The Irrelevant Son
written by: Nivedita Das
I am done with life and have consumed poison to end it. As the poison slowly takes its toll on me, my memories stray from one instance to another which led me to this situation.
As a teenager, I loved flaunting like any other boy of my age. But, belonging to a lower middle class I never accepted my parents situation, always cursed them for having brought me to this world. I envied my friends (I considered those boys my equivalent who were rich) who had lavish birthday parties, travelled in chauffeur driven cars, had the newest gadgets available in the market. Many times I stole money from home to treat my friends at posh restaurants. I bunked classes to go with them to picnics and long drives. Once my mother caught me outside a movie hall and warned me, “Don’t get spoiled, you are our hope”. “What hope? You have ruined my life having brought me to this world”.

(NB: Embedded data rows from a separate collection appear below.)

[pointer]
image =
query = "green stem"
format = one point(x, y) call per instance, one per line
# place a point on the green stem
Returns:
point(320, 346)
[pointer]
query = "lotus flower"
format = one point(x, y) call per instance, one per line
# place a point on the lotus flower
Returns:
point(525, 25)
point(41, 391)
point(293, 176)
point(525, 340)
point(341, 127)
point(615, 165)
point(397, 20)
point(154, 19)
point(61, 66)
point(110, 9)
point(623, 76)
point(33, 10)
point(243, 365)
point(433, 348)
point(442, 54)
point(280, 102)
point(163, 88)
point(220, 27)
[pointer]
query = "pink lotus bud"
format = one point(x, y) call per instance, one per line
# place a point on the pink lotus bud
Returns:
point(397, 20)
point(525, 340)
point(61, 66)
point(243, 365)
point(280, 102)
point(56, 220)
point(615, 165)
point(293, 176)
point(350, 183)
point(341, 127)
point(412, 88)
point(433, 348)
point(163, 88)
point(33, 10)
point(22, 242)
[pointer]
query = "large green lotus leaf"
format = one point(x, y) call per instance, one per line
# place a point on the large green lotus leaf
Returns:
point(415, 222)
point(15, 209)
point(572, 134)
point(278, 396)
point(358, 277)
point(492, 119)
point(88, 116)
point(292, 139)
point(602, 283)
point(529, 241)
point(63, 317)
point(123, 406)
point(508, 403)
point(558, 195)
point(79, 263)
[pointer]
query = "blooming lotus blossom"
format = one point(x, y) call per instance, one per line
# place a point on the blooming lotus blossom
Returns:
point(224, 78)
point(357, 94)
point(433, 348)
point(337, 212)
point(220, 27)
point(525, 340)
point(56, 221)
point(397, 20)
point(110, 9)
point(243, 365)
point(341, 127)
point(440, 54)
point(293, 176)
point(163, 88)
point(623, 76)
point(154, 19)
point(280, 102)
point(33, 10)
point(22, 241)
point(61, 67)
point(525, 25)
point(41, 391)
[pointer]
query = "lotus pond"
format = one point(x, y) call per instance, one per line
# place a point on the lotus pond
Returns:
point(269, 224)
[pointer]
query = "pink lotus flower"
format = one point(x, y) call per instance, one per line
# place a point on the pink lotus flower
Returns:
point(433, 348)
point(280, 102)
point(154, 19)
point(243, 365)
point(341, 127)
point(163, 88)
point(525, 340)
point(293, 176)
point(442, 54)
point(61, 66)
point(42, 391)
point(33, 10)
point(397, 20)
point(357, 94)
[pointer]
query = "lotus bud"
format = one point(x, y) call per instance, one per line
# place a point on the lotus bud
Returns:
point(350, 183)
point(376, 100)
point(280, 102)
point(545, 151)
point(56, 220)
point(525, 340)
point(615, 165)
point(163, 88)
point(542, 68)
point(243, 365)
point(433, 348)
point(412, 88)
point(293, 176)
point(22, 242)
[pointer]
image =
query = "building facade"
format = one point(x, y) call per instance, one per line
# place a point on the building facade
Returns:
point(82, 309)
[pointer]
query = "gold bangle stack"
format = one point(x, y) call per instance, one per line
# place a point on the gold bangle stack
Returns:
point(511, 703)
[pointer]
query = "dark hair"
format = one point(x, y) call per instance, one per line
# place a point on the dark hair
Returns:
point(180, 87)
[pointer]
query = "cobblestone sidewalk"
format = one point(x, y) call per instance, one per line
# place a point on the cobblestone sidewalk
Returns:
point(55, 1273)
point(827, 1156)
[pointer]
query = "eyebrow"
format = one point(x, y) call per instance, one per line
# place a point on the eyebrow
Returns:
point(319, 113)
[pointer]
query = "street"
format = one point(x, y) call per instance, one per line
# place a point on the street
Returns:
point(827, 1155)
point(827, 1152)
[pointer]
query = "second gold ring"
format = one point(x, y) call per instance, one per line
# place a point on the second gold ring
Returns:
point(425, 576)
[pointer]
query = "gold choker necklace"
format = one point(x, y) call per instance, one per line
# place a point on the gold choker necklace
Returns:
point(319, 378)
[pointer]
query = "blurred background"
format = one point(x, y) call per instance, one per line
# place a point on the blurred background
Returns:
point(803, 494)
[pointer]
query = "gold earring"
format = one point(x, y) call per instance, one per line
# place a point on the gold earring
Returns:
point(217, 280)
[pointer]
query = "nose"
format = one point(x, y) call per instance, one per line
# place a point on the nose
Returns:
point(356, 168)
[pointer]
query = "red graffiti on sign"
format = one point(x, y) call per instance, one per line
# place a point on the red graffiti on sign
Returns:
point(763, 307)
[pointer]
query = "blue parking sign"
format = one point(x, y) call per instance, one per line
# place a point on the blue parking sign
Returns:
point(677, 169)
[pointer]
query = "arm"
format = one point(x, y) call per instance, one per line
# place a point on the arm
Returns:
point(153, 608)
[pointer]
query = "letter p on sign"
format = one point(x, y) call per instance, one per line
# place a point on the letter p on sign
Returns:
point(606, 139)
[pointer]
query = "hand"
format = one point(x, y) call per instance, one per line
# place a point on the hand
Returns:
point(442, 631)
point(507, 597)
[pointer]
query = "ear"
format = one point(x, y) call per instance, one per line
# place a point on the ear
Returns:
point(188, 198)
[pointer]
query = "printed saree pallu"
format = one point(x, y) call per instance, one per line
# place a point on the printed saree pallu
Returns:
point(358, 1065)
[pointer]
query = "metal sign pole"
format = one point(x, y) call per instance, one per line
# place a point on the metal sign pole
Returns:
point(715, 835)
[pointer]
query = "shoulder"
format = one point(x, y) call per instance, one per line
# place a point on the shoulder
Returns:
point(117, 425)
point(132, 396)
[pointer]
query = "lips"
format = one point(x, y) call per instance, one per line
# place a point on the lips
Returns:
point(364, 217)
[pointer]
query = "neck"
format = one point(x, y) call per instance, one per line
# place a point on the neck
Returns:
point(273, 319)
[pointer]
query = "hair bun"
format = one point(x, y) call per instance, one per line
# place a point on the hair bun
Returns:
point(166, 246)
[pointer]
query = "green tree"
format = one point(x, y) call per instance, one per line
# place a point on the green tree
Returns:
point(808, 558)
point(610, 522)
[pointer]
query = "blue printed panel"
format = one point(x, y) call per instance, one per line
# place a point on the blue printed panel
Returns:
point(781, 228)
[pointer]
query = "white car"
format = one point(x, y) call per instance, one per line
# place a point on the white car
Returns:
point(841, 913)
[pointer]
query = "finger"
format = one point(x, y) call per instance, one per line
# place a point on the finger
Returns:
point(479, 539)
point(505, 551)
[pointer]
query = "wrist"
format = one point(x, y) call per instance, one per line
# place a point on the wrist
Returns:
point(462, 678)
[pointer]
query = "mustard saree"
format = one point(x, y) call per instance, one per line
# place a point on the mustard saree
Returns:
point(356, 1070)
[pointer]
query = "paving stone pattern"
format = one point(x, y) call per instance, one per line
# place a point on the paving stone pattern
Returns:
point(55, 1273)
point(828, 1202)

I failed in the higher secondary examination and lived in a friend’s house for about a week until his parents kicked me out. And the quandary my friend had passed with distinctions. I reached home broken and face hanging in shame and melancholy. Father didn’t say a word and made me feel even guiltier. Mother said “We were worried for you, failure and success are part of life, then there is always a next time”.
I started working in a Garage to earn Father’s trust that I had shattered into chiliadal shards. There I learned to smoke and drink and it turned to my retort when my boss smacked me for my deficiencies. I also started visiting Whorehouse whenever I earned a little more. The oppressive days were followed by cruel nights together with Father’s falling health.
One such evil night I received the news of my Father being hospitalized. I ran through the streets crying and cursing feeling like garbage. I entered the Whorehouse, whose red painted doors allured me.
Next few days I wandered in the streets angered and triggered, not having the guts to visit my father in the hospital. One of my neighbors found me and informed me about my father’s demise. I ran wildly towards my home, saw my mother weeping inconsolably from the corner of the street. I had lived my life my way, bought Rat poison from a nearby store and rest is known.